Me sentía envuelta en la misma opresión que la tarde anterior. Pero ahora no era un presentimiento, sino la certeza de que algo malo había sucedido. Resultaba de todas maneras menos angustioso que aquel primer escalofrío de los nervios sentido cuando vi a Ena mirar a Román.

—Bueno…, me voy de prisa, Andrea. No puedo esperarte porque le he prometido a Bonet… ¡Ah! Allí veo a Bonet que me hace señas. Adiós, querida.

Me besó en las mejillas, contra su costumbre, aunque muy fugazmente, y se fue después de volver a advertirme:

—No vengas a casa hasta que yo te lo diga… Es que no me ibas a encontrar, ¿sabes? No quiero que te molestes.

—Descuida.

La vi salir acompañada de uno de sus enamorados menos favorecidos, que aquel día aparecía radiante.

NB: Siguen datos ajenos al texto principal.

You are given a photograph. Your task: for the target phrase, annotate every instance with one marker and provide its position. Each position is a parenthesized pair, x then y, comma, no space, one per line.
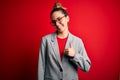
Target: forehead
(57,14)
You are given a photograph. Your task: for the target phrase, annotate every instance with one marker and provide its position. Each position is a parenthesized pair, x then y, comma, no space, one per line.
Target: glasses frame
(59,19)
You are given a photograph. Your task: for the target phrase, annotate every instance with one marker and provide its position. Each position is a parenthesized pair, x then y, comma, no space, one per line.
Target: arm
(41,62)
(81,59)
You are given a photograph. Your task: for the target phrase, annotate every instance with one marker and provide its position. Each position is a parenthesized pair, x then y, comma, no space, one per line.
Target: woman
(61,53)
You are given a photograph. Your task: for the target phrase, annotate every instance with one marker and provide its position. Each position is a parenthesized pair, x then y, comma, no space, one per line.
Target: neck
(63,34)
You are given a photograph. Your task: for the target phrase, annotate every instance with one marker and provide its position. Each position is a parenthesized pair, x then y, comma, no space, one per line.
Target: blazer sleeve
(41,61)
(81,58)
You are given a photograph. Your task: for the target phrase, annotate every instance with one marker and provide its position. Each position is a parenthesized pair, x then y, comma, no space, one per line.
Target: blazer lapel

Desde entonces tuve ya que pasarme sin Ena. Llegó el domingo, y ella, que no me había dado el célebre aviso y que se había limitado a sonreírme y a saludarme desde lejos en la universidad, tampoco me habló nada de nuestra excursión con Jaime. La vida volvía a ser solitaria para mí. Como era algo que parecía no tener remedio, lo tomé con resignación. Entonces fue cuando empecé a darme cuenta de que se aguantan mucho mejor las contrariedades grandes que las pequeñas nimiedades de cada día.

En casa, Gloria recibía la primavera —cada vez más cargada de efluvios— con una gran nerviosidad que nunca había visto en ella. Estaba llorosa a menudo. La abuela me dijo, como un gran secreto, que tenía miedo de que estuviese embarazada otra vez.

—En otros tiempos no te lo hubiera dicho…, porque tú eres una niña. Pero ahora, después de la guerra…

La pobre vieja no sabía a quién confiar sus inquietudes.

Sin embargo, no sucedía nada de esto. El aire de abril y de mayo es irritante, excita y quema más que el de plena canícula, sólo esto sucedía. Los árboles de la calle de Aribau —aquellos árboles ciudadanos, que, según Ena, olían a podrido, a cementerio de plantas— estaban llenos de delicadas hojitas casi transparentes. Gloria, ceñuda en la ventana, miraba toda esta sonrisa y suspiraba. Un día la vi lavando su traje nuevo y queriendo cambiarle el cuello. Lo tiró al suelo, desesperada.

—¡Yo no sé hacer estas cosas! —dijo—. ¡No sirvo!

Nadie le había mandado que lo hiciera. Se encerró en su cuarto.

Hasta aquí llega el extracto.